Garbage collected language runtimes must carefully tune heap limits to reduce garbage collection time and memory usage. However, there's a trade-off: a lower heap limit reduces memory use but increases garbage collection time. Classic methods for setting heap limits include manually-tuned heap limits and multiple-of-working-memory rules of thumb. But because it's a trade-off, it's not clear what heap limit rule is best or how even to compare them. We address this problem with a new framework where heap limits are set for multiple heaps at once. In this framework, standard heap limit rules are non-compositional: multiple heaps using the same heap limit rule allocate memory in non-Pareto-optimal ways. We use our framework to derive a compositional "square-root" heap limit rule, which achieves minimizes total memory usage for any amount of total garbage collection time.
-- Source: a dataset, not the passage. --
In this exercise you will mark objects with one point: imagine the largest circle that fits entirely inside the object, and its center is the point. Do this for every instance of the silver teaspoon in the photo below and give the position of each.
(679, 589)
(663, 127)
Paradoxically, the square-root heap limit rule achieves coordination without communication: it allocates memory optimally across multiple heaps without requiring any communication between heaps. To demonstrate that this heap limit rule is effective, we prototype it for V8, the JavaScript runtime used in Google Chrome, Microsoft Edge, and other browsers, as well as in server-side frameworks like node.js and Deno. On real-world web pages, our prototype achieves reductions of approximately 16.99% of memory usage. On memory-intensive benchmarks, reductions of up to 6.55% of garbage collection time are possible with no change in total memory usage.